Island Packet — Just throwing this out there, just spitballing, just doing a little brainstorming — because that’s what I do when it gets humid and heavy enough to make the birds literally bang on my window with their beaks and plead for death — but if we here in Beaufort County have rules, guidelines, codes, covenants, unspoken laws, unbreakable vows and sternly worded press releases regarding things that can and cannot besmirch our greenosphere, is there some reason we allow official-sounding political types to acne up our landscape with cheap-looking red-and-white-block-lettering campaigny signs?
I realize that the balance of this column will result in my sounding the very oldest I have in my life, except for that one time I handwrote a complaint letter to Andy Rooney because he made fun of Gene Krupa, but to that I say: “Hey, you kids, get off my lawn!” Because it stands to reason that if I cannot successfully locate a grocery mart after nightfall without knowing my precise longitude — which, thanks to my iPhone is no longer a problem but I’m still sniffly about this — if I can’t enjoy the calming glow of the average American streetlight, if I can’t go for a lousy evening run around my stately, verdant neighborhood without wearing a coal miner-style headlamp because of the constant threat of stepping on, around, or into an alligator in the pitch-blackness, I should not have to be reminded, upon venturing out for coffee, who is running for governor. (Incidentally, it’s blogger-affair lady and some other people.)

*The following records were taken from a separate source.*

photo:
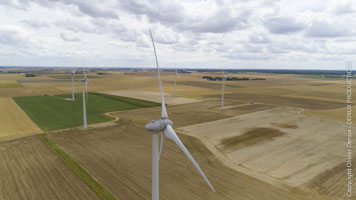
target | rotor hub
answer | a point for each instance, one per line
(158, 125)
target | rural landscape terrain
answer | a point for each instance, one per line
(280, 136)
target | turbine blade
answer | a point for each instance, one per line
(164, 111)
(169, 132)
(161, 147)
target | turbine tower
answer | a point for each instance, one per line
(73, 77)
(222, 90)
(165, 125)
(85, 80)
(175, 82)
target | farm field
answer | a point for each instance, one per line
(279, 143)
(29, 170)
(226, 143)
(152, 96)
(111, 154)
(14, 121)
(59, 111)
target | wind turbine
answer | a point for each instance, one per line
(175, 82)
(86, 84)
(165, 125)
(73, 77)
(223, 88)
(85, 81)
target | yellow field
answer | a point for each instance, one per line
(14, 121)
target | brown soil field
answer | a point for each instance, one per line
(120, 158)
(152, 96)
(248, 150)
(30, 171)
(14, 121)
(250, 137)
(284, 101)
(324, 183)
(338, 114)
(287, 157)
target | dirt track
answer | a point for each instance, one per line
(283, 101)
(120, 158)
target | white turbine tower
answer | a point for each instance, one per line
(223, 88)
(165, 125)
(175, 82)
(73, 77)
(85, 80)
(86, 84)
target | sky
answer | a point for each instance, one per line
(239, 34)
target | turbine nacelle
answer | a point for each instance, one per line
(158, 125)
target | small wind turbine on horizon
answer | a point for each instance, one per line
(223, 88)
(86, 85)
(85, 81)
(164, 125)
(175, 82)
(73, 77)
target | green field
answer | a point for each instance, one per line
(57, 112)
(101, 192)
(4, 85)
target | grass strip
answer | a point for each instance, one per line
(137, 102)
(100, 191)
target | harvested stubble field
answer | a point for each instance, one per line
(59, 112)
(111, 154)
(285, 101)
(120, 158)
(152, 96)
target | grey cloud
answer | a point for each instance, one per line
(165, 12)
(343, 8)
(36, 23)
(283, 25)
(259, 38)
(87, 7)
(13, 36)
(324, 29)
(220, 22)
(171, 14)
(92, 9)
(69, 38)
(77, 26)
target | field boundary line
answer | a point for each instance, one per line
(100, 191)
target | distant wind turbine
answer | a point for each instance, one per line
(165, 125)
(175, 82)
(73, 77)
(85, 80)
(86, 84)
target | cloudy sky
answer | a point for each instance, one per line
(285, 34)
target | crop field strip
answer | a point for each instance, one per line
(101, 192)
(53, 113)
(14, 121)
(30, 171)
(111, 154)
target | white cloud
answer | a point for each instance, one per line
(202, 33)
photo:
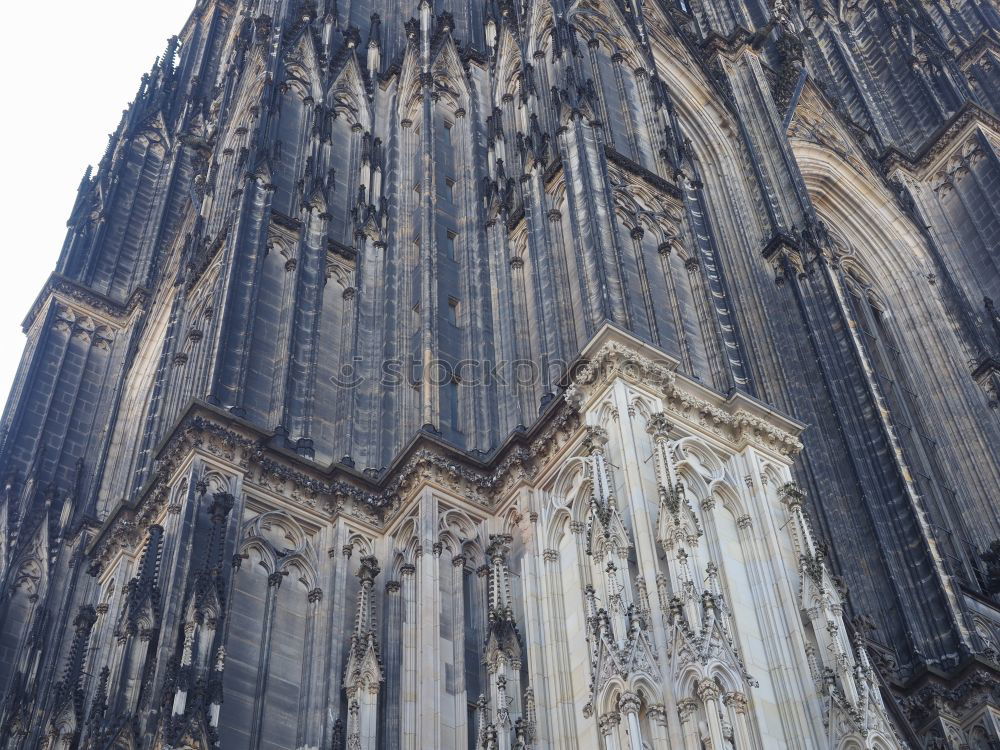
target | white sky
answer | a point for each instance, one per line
(67, 69)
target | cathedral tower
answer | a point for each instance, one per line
(511, 374)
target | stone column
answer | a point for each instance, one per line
(737, 705)
(709, 691)
(658, 726)
(408, 670)
(688, 710)
(608, 724)
(393, 663)
(629, 705)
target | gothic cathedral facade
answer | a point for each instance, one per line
(509, 374)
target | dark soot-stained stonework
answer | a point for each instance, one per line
(346, 239)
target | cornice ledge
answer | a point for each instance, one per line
(93, 303)
(736, 418)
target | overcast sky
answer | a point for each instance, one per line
(67, 69)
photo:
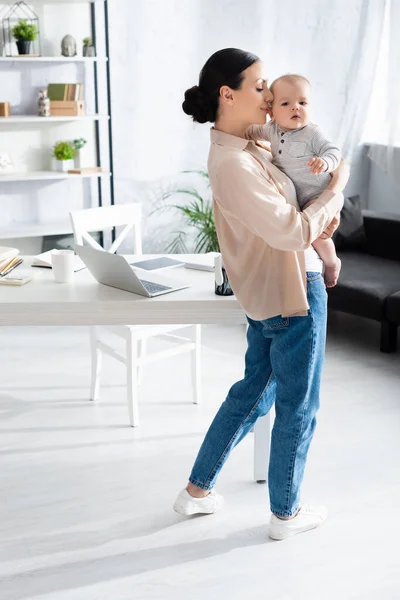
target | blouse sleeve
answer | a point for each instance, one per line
(246, 193)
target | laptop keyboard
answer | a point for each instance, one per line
(153, 288)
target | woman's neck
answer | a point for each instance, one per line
(231, 126)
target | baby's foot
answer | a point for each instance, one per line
(331, 274)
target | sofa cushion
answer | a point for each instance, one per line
(383, 234)
(350, 234)
(364, 284)
(393, 308)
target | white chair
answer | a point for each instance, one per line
(135, 336)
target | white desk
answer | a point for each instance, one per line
(85, 302)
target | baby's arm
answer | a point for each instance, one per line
(259, 132)
(327, 155)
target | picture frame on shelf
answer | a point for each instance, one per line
(6, 164)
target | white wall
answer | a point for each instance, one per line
(30, 146)
(157, 50)
(383, 191)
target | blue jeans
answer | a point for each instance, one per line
(283, 364)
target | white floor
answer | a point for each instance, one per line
(85, 501)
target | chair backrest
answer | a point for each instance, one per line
(107, 217)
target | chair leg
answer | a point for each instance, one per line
(388, 337)
(132, 380)
(142, 353)
(196, 364)
(262, 441)
(96, 358)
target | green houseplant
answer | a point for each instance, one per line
(25, 33)
(88, 48)
(64, 153)
(78, 144)
(198, 217)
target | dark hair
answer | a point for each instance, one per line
(224, 67)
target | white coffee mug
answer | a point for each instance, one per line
(62, 262)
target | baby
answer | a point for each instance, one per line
(300, 150)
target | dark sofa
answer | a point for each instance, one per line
(368, 243)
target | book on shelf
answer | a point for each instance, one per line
(44, 260)
(85, 171)
(16, 278)
(61, 92)
(6, 255)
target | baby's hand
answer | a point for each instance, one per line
(317, 165)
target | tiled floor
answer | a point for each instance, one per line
(85, 501)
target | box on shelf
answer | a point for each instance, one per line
(85, 171)
(4, 109)
(67, 108)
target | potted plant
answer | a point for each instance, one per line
(198, 216)
(25, 33)
(88, 48)
(64, 153)
(78, 145)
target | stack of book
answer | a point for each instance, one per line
(66, 99)
(65, 91)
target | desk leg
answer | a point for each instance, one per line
(262, 440)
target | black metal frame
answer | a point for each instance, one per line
(109, 110)
(108, 78)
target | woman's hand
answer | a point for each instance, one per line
(333, 225)
(340, 177)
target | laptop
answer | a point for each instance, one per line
(115, 271)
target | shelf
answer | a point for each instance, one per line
(23, 119)
(58, 59)
(24, 230)
(68, 1)
(47, 176)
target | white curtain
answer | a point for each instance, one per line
(360, 74)
(386, 149)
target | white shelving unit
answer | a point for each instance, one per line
(56, 59)
(46, 207)
(26, 119)
(48, 176)
(23, 230)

It’s simply a matter of fairness. For instance, I am pretty sure that planting a couple of decorative bushes in my front yard requires obtaining approval from a number of neighborhood boards, the state of South Carolina and I think whoever’s running BP now, if that person even exists. I was literally out repairing my mailbox shortly after buying our house when I was gripped with a brief and irreplaceable terror, thinking, holy cheese, am I using the right color nails? (This passed quickly, replaced by the shock I felt at actually being able to repair my own mailbox.)
Related, sort of
Moreover, one time, in 1998, due to a drawn-out and convoluted process which I will not go into now except to say that it caused me to return later and begin randomly throwing deer aphrodisiacs out of my car window, I was required to pay $5 for the privilege of returning to my own home. Which I did. Which I’m still really kind of upset about, because Vrabels are deeply, deeply cheap.
So if part of the allure here is the relatively unspoilt, or at least underspoilt, or at least in the case of the May River, beingspoiltbutslowlyenoughthatnoonereallynoticesapparently, howsabout we enact one of those fancy pieces of insta-legislation to make the candidates for state comptroller move their high-quality, classy signage to someplace less invasive, such as the Internet, or their own garages. Yes, I know that elections are important. Yes, I know that I’m not voting in this upcoming one, and neither are you, and if everyone’s all worked up about big government, they should be equally worked up about Big Not Yet Government.